Here it is with retrying pulled out as a separate function. A little better perhaps, but still plenty of annoyances. Also, async closures are nightly–only; I had forgotten about that.
type DefaultRateLimiter = governor::RateLimiter<governor::state::NotKeyed, governor::state::InMemoryState, governor::clock::DefaultClock>;
type OptionResponse<Auth, T, Meta> = twitter_v2::Result<Option<twitter_v2::ApiResponse<Auth, Vec<T>, Meta>>>;
type Response<Auth, T, Meta> = twitter_v2::Result<twitter_v2::ApiResponse<Auth, Vec<T>, Meta>>;
pub async fn get_list_members<Auth>(api: &TwitterApi<Auth>, rl: &DefaultRateLimiter, list_id: u64) -> Result<Vec<User>>
where Auth: Authorization + Send + Sync + std::fmt::Debug {
get_all_pages(rl,
async || {
api.get_list_members(list_id)
.user_fields([UserField::Id, UserField::Name])
.max_results(100)
.send()
.await
},
None)
.await
.with_context(|| format!("Failed to fetch list members for list {list_id}"))
}
pub async fn retry<Auth, T, Meta, F, Fut>(rl: &DefaultRateLimiter, func: F) -> OptionResponse<Auth, T, Meta>
where Auth: Authorization + Send + Sync + std::fmt::Debug,
T: serde::de::DeserializeOwned + Clone + Debug + Send + Sync,
F: Fn() -> Fut,
Fut: std::future::Future<Output = OptionResponse<Auth, T, Meta>> {
loop {
rl.until_ready().await;
match func().await {
Err(twitter_v2::Error::Request(ref e)) if e.is_timeout() || e.is_connect() => {
warn!(error=?e, "retrying due to request error");
},
Err(twitter_v2::Error::Api(ref e)) if e.status == reqwest::StatusCode::TOO_MANY_REQUESTS => {
warn!(error=?e, "retrying due to 429 response");
// TODO(db48x): extend the twitter_v2 crate to expose the
// rate–limiting information provided by the twitter api
},
response => {
if let Ok(Some(ref r)) = response {
tracing::info!(url=%r.url(), "success");
}
return response;
}
}
}
}
pub async fn get_all_pages<Auth, T, Meta, F, Fut>(rl: &DefaultRateLimiter,
func: F,
expected: Option<usize>) -> Result<Vec<T>>
where Auth: Authorization + Send + Sync + std::fmt::Debug,
T: serde::de::DeserializeOwned + Clone + Debug + Send + Sync,
Meta: twitter_v2::meta::PaginationMeta + serde::de::DeserializeOwned + Send + Sync,
F: Fn() -> Fut,
Fut: std::future::Future<Output = Response<Auth, T, Meta>> {
let mut items: Vec<T> = match expected {
Some(v) => Vec::with_capacity(v),
_ => Vec::new(),
};
let mut response: OptionResponse<Auth, T, Meta> = retry(rl, async || func().await.map(Some)).await;
loop {
match response {
Err(e) => return Err(anyhow!(e)),
Ok(None) => break,
Ok(Some(ref r)) => {
if let Some(new_items) = r.data() {
items.extend_from_slice(&new_items);
}
if matches!(r.meta(), Some(meta) if meta.next_token().is_some()) {
response = retry(rl, async || r.next_page().await).await;
} else {
break;
}
}
}
}
Ok(items)
}
Note: edited to remove the fourth annoyance.

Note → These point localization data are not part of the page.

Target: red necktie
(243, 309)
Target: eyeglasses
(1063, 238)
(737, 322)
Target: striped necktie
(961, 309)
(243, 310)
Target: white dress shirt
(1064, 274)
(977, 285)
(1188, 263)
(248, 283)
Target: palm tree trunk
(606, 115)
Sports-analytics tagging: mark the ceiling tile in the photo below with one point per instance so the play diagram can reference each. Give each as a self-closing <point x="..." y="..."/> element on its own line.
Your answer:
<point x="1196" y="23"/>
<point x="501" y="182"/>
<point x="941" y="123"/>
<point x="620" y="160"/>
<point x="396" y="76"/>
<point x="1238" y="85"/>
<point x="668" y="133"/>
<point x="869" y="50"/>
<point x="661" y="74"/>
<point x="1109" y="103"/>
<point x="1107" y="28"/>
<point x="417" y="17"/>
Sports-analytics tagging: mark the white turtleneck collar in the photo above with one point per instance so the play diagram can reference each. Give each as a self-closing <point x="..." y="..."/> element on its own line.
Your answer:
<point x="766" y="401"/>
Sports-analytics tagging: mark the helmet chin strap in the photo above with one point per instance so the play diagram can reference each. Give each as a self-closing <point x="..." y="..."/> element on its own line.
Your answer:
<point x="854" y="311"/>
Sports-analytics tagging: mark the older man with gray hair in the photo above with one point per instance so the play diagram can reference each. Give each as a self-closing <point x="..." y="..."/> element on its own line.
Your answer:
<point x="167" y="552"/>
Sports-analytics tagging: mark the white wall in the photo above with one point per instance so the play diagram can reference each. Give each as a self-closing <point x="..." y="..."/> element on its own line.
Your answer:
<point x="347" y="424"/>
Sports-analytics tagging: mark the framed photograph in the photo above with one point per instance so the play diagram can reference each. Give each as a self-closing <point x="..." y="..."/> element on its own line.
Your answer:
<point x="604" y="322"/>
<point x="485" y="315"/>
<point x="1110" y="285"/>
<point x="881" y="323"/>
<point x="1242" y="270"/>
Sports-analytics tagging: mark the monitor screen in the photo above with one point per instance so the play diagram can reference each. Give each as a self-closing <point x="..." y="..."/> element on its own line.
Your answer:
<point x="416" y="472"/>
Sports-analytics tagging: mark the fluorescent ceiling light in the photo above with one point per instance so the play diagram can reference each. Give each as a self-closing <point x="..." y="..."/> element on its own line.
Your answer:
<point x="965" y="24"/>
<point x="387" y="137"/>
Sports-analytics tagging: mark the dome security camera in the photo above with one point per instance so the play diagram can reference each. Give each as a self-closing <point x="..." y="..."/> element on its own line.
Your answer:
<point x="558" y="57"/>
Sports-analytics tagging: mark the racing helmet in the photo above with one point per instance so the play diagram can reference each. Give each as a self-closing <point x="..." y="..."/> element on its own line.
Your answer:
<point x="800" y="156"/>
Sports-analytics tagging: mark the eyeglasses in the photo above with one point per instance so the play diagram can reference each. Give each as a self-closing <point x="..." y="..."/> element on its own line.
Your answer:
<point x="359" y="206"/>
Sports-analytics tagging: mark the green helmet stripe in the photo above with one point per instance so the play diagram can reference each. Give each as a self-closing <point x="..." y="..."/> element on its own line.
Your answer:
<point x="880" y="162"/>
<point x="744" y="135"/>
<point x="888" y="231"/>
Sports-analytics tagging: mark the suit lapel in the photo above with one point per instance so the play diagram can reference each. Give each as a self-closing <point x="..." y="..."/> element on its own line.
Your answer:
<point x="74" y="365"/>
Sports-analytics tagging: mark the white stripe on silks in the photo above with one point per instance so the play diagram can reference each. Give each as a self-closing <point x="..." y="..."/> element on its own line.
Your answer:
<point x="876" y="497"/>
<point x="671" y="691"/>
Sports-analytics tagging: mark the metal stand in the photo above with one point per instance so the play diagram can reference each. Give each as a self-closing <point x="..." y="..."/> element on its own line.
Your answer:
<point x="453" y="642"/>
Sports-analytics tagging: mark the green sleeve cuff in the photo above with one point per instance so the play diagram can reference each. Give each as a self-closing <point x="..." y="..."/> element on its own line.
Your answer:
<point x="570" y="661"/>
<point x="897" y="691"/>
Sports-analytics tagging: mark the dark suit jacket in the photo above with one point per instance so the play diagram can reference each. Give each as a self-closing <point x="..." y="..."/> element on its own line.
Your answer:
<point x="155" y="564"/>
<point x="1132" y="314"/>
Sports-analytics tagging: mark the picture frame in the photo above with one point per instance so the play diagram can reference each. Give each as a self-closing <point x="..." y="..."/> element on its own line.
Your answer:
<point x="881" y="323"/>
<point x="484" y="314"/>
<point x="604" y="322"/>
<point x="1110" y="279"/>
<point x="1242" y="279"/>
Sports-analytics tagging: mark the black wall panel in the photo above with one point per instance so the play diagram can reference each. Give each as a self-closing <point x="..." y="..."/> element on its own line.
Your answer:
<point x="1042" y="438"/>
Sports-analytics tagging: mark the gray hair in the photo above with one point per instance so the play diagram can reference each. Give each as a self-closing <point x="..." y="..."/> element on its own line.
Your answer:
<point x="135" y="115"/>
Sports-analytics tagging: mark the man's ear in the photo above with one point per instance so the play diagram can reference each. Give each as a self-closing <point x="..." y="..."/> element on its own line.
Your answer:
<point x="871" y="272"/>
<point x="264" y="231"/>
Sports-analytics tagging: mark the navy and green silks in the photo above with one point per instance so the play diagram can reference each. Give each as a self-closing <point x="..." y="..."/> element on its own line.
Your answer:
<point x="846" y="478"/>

Could you include or point to some existing code that uses the PaginableApiResult to fetch a list, such as a user’s list of followers?
My first several attempts to write this worked, but are super ugly. I feel like I am missing an obvious way to write it that would be readable or even beautiful. I used the governor crate to rate–limit the requests, but I haven’t yet done anything to retry transient errors; I feel like it’s ugly enough already.